KROEN: Along with a host of molecules that increase inflammation, fat cells produce the female hormone estrogen. What's more, there seems to be a gender bias in inflammatory diseases: A woman's risk of developing an inflammatory disease is nearly twice that of a man's and three out of four people who have rheumatoid arthritis are women.

But studies on estrogen replacement and oral contraceptives have yielded conflicting results, leading Matteson and others to conclude that estrogen is likely just a small piece of a complicated puzzle.

MATHESON: So there's definitely a hormonal link although we don't know yet what the exact nature of that link is.

KROEN: Over the last several decades, obesity rates have risen, and so have the rates of arthritis. In addition, drugs used to treat rheumatoid arthritis generally don't work very well in obese patients. But if being obese increases your risk, does losing weight help?

Matteson believes it can help a lot; not only does it help relieve stress on painful and inflamed joints, he says losing weight makes the drugs work better.

Fifty-eight-year-old Gail Bishop agrees.
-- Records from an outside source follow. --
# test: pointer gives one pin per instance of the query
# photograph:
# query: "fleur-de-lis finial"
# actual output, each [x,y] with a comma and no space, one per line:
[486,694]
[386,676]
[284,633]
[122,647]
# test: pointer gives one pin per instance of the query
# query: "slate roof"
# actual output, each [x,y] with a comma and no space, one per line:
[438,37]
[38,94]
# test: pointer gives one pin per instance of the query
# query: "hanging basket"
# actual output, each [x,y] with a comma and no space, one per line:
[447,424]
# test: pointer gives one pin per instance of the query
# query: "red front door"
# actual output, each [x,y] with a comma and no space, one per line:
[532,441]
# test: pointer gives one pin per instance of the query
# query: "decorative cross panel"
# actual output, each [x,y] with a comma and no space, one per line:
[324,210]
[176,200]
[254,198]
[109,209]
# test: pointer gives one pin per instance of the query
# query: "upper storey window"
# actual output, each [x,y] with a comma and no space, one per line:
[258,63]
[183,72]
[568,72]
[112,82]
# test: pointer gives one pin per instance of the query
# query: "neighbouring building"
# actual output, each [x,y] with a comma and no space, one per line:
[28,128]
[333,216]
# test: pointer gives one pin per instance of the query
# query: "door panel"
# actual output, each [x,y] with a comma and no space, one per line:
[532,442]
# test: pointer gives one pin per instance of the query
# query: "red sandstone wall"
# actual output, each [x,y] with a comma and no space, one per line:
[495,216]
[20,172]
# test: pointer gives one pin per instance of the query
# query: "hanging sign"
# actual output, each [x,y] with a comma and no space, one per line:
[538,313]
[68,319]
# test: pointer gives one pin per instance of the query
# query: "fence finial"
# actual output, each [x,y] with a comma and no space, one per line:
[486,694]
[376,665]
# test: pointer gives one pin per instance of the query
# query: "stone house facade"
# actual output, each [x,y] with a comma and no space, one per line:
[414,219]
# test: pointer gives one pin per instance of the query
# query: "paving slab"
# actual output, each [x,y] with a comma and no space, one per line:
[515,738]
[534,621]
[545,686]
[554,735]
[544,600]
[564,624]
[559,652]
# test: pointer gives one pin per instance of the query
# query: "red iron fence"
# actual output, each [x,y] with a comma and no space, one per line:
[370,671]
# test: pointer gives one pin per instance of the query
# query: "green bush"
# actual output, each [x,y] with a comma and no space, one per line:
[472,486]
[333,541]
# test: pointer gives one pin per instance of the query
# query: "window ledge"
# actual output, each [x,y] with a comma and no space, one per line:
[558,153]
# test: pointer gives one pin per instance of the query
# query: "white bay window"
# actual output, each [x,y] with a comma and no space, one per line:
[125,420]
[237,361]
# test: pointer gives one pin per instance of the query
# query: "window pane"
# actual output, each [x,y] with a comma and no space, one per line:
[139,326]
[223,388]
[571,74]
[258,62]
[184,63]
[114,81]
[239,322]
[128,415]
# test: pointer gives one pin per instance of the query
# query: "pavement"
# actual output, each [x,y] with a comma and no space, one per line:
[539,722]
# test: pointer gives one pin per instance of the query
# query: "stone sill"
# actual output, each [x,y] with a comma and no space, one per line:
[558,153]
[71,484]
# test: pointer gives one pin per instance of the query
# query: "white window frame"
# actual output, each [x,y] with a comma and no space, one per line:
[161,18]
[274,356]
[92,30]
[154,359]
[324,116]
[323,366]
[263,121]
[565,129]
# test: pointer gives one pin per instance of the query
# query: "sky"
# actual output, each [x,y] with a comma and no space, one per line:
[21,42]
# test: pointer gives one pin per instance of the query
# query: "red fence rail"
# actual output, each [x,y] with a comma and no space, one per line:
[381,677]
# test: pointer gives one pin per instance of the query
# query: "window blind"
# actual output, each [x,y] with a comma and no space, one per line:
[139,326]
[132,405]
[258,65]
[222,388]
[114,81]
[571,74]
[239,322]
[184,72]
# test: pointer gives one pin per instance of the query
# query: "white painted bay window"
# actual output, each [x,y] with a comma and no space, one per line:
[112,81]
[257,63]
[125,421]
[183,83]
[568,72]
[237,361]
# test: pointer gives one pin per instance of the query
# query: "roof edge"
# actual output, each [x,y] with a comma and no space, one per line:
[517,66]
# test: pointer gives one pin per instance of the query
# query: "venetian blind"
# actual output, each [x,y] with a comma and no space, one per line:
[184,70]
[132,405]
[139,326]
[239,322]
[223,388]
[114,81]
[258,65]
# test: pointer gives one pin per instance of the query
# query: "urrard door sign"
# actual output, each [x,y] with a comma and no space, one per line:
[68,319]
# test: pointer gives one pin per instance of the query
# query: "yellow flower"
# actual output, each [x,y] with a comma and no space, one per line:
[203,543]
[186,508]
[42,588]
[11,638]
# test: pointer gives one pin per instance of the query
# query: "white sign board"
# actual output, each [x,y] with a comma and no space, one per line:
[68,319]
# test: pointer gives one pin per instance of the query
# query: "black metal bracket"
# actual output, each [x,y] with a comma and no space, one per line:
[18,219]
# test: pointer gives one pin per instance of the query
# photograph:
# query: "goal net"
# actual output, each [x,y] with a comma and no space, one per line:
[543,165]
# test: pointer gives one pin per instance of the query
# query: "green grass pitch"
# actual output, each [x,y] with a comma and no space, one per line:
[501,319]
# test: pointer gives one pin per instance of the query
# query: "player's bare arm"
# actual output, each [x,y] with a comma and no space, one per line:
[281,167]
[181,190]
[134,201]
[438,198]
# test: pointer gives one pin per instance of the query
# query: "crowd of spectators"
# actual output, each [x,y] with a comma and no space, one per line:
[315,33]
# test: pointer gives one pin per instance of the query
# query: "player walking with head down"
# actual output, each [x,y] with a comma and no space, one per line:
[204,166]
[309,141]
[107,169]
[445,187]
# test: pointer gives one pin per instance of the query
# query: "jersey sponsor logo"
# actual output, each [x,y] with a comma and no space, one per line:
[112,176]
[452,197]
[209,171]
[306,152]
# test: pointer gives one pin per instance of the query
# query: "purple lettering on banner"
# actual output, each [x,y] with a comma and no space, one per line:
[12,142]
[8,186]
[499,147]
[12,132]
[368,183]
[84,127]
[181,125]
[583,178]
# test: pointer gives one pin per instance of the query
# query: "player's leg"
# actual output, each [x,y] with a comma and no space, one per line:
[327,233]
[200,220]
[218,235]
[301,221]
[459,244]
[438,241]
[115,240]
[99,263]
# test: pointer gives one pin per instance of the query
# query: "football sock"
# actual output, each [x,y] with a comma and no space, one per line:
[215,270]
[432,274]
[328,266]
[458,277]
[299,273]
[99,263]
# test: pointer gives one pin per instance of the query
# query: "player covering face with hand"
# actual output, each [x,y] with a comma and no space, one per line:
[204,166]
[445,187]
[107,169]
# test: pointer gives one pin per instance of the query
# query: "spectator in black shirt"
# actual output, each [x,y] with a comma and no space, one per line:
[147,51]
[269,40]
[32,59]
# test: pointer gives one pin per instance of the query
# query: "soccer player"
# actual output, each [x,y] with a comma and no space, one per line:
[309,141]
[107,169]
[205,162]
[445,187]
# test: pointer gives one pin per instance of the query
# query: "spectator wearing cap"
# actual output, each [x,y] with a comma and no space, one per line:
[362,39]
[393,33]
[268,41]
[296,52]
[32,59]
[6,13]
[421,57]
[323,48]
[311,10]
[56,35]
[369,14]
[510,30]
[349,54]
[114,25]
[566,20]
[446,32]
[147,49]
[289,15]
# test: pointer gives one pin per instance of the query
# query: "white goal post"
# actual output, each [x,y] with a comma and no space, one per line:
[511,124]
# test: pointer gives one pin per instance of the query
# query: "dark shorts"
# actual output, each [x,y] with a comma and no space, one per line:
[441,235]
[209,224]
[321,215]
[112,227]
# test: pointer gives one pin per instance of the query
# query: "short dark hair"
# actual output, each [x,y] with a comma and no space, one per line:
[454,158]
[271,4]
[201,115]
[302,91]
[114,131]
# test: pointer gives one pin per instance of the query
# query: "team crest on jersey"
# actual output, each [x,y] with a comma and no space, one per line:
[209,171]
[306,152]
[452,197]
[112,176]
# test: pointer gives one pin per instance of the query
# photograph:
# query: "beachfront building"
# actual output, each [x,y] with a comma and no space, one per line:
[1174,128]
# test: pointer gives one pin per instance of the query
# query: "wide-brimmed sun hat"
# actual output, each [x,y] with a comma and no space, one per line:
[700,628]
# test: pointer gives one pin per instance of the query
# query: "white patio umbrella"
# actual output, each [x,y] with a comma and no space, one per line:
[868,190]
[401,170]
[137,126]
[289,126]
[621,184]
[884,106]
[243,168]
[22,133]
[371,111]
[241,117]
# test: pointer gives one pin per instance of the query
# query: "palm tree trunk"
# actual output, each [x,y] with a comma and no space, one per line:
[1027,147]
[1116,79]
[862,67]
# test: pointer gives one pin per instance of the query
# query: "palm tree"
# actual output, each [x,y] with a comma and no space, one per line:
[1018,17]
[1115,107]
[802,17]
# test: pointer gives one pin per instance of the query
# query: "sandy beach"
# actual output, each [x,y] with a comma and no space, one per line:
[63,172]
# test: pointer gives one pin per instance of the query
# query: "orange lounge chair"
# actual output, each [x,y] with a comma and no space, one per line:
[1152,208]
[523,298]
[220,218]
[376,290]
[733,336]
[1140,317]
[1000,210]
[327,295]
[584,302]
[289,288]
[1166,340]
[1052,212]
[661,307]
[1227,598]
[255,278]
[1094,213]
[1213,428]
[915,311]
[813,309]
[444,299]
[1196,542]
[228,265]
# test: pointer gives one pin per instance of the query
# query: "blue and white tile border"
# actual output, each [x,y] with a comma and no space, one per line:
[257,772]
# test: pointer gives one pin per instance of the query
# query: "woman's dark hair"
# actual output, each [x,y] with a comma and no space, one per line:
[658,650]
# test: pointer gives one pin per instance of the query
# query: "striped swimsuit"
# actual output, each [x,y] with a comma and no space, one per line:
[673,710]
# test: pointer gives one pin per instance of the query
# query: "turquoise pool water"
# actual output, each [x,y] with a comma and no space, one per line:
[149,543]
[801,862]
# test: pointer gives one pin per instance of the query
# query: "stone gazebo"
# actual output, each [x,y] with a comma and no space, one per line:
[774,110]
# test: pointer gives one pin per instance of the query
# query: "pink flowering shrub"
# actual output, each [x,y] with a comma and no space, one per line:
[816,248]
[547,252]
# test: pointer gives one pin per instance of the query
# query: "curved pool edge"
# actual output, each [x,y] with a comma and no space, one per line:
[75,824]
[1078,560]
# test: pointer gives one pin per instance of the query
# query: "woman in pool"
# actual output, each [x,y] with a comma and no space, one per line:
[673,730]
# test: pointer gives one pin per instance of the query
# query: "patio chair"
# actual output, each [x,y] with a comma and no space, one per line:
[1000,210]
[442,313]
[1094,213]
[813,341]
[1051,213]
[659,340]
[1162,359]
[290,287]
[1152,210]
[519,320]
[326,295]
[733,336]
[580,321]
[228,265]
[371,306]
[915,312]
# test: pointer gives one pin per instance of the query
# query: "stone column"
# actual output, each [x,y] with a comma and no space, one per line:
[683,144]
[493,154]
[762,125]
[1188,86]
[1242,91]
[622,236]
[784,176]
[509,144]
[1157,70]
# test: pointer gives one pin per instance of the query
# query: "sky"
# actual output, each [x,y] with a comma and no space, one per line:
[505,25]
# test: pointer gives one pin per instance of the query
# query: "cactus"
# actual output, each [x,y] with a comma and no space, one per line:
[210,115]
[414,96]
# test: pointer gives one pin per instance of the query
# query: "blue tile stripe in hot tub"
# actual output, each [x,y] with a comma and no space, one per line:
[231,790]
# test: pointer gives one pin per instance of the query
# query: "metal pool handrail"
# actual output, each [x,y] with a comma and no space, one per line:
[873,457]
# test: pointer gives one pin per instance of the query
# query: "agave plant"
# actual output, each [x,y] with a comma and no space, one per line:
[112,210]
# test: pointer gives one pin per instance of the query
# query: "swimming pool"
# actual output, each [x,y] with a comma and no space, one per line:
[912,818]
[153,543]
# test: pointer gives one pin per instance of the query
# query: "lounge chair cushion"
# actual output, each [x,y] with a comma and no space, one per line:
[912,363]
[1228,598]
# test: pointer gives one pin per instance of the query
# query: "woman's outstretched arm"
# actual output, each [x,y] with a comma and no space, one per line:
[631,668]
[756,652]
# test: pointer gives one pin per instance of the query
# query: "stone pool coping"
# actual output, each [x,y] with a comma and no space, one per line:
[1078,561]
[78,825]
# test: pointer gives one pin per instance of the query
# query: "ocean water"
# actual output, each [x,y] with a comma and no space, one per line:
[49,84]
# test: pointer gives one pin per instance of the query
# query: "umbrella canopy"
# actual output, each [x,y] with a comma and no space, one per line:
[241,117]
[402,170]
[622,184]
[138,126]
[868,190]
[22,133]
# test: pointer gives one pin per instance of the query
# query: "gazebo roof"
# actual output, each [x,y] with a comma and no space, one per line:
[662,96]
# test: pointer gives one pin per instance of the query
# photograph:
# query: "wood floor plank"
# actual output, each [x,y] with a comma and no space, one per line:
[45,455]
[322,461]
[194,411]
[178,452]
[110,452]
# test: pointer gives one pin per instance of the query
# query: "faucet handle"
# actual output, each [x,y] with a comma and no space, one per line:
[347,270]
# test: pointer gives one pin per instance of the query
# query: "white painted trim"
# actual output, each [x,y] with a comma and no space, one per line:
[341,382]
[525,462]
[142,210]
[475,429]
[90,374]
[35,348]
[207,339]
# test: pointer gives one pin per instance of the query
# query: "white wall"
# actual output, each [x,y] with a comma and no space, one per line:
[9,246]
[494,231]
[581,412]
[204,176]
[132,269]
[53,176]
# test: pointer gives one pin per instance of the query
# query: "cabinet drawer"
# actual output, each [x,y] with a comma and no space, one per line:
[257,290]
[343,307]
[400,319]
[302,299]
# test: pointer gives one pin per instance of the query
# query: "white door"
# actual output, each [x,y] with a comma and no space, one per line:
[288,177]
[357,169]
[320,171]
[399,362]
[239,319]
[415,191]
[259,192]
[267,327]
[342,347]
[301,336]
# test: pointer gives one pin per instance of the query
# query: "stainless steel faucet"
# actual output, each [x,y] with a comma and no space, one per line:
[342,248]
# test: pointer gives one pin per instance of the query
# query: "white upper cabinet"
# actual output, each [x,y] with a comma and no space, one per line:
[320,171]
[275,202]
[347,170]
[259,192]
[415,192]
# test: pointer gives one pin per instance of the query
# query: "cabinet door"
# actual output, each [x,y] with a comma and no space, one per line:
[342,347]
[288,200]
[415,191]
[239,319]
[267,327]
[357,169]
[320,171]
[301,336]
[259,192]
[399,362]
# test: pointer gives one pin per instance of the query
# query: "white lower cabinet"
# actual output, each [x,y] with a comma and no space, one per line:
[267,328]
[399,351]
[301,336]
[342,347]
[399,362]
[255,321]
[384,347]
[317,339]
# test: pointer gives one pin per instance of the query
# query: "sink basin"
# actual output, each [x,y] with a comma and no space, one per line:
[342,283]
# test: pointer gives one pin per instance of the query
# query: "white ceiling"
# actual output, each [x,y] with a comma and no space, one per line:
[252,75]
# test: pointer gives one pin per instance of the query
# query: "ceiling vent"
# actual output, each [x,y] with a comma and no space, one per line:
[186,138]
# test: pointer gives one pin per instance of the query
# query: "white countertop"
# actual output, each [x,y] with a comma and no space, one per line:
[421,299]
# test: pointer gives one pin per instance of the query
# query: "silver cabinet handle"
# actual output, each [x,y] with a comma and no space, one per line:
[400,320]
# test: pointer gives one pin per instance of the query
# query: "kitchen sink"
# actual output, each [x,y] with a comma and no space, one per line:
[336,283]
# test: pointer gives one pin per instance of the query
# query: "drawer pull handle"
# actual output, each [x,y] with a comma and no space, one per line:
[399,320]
She's had arthritis since she was 16, and although she is a healthy weight now, she was once 65 pounds heavier. She says losing the weight, and watching her diet has had an enormous impact on her arthritis symptoms.

GAIL BISHOP: For example, on one of my knees, the x-ray looks terrible and it would look like I would need a joint replacement. And when I was heavier, that knee gave me quite a bit of trouble. And now that that weight is off, it's really pretty much pain free. So it makes a dramatic difference.

KROEN: Bishop says she may not be able to control her arthritis, but she can control what she puts in her mouth - and as a result, how she feels. Another way do to reduce your risk is: don't smoke. Smoking dramatically increases the chances of developing rheumatoid arthritis.